《TAIPEI TIMES》Taiwanese team wins 48 awards at invention contest
Students from Taipei Fuhsing Private School pose for a photograph with electronic height-adjustable toilet seats that won a gold medal at this year’s Moscow International Salon of Inventions and Innovative Technologies. Photo courtesy of the Chinese Innovation & Invention Society
By Lo Chi and William Hetherington / Staff reporter, with staff writer
A Taiwanese team competing at the 24th Moscow International Salon of Inventions and Innovative Technologies won 35 gold, 10 silver and three bronze awards for their inventions, event organizer Archimedes announced yesterday.
The competition, held from March 23 to 26, was joined remotely by international participants due to the COVID-19 pandemic, the organizer said, adding that the Taiwanese team entered 48 inventions, and placed second overall behind the host, Russia.
The team’s leader, Chinese Innovation and Invention Society director-general Wu Chih-yao (吳智堯), said they competed against participants from 18 countries who collectively entered more than 600 inventions.
One of team’s gold-winning inventions was a material that breaks down naturally and can be used to make masks.
The material — made in response to the environmental impact of non-biodegradable masks, which have grown prevalent due to the pandemic — was developed by students at the National Yunlin University of Science and Technology, led by professor Nien Yu-hsun (粘譽薰).

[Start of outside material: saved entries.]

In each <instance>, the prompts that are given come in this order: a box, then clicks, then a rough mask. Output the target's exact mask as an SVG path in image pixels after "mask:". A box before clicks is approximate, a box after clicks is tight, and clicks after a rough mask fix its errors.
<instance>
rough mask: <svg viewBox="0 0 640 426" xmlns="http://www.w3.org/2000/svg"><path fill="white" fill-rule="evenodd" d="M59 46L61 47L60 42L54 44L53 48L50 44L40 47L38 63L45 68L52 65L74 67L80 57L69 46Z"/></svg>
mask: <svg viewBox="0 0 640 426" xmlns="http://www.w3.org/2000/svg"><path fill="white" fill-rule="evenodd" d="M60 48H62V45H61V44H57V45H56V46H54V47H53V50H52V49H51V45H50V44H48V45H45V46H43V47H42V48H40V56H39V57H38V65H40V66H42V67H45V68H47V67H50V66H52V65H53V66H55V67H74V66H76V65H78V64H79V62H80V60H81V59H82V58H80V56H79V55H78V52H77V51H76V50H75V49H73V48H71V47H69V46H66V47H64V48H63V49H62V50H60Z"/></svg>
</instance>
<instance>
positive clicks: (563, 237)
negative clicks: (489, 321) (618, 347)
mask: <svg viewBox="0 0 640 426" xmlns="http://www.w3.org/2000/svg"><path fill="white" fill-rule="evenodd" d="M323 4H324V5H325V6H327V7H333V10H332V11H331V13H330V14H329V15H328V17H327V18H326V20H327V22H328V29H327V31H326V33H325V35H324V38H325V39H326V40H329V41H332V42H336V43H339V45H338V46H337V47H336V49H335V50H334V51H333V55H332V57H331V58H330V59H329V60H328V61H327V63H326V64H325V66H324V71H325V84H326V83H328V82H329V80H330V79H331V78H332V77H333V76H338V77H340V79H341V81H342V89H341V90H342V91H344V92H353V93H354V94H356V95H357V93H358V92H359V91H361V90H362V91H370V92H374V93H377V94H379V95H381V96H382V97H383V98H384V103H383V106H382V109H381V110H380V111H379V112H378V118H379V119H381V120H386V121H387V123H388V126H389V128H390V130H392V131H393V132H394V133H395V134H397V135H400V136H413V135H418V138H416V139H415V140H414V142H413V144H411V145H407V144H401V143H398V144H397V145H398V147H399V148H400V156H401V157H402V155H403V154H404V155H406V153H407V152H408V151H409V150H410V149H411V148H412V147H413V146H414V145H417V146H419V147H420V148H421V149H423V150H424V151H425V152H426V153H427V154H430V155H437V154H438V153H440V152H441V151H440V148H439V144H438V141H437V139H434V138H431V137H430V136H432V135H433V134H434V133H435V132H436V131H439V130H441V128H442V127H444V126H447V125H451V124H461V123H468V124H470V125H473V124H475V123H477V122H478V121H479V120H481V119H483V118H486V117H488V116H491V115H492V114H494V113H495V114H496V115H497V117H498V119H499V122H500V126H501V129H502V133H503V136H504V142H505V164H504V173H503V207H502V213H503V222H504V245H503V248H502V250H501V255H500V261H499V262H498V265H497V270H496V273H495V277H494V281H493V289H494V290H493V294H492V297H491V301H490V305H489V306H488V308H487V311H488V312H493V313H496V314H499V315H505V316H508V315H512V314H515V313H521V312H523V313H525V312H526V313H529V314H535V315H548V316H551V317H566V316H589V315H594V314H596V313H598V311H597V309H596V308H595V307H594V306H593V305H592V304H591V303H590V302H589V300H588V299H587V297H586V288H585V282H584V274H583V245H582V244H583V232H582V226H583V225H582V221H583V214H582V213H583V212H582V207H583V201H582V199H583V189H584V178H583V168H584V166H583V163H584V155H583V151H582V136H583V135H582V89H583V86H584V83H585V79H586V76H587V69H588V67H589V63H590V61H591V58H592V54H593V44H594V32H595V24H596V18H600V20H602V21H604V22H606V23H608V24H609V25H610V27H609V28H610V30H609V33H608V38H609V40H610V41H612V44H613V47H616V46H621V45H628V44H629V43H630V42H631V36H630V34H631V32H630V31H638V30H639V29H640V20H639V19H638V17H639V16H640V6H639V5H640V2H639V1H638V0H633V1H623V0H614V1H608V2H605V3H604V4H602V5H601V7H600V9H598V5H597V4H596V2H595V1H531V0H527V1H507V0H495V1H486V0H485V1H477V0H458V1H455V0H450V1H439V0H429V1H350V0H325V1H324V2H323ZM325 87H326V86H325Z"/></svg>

The material uses electrospun carbon nanofibers that can block 99 percent of fine particulate matter smaller than 2.5 micrometers, Nien said.
Another gold-winning invention — developed by students at National Chin-Yi University of Technology, led by professor Chen Tsung-chia (陳聰嘉) — was a battery-less “powered” bicycle.
“It takes less force to propel and is lighter than an electric bicycle. The concentration and release of force is all done mechanically,” Chen said.
The bicycle is pedaled manually like a regular bicycle, but its mechanical structure stores energy from rotation of the paddles, as well as the vibrations generated when riding, and uses it to propel the bicycle forward, he said.
The team’s youngest members — junior-high school students from Taipei Fuhsing Private School — won gold for their motorized toilet seat that helps elderly people more easily use the toilet.
Other gold-winning inventions included a robot plumber that can inspect pipes and remove blockages, developed by engineering students at Cheng Shiu University, and bismuth titanate crystals that can be used in negative capacitance transistors, developed by engineering students at Hsiuping University of Science and Technology.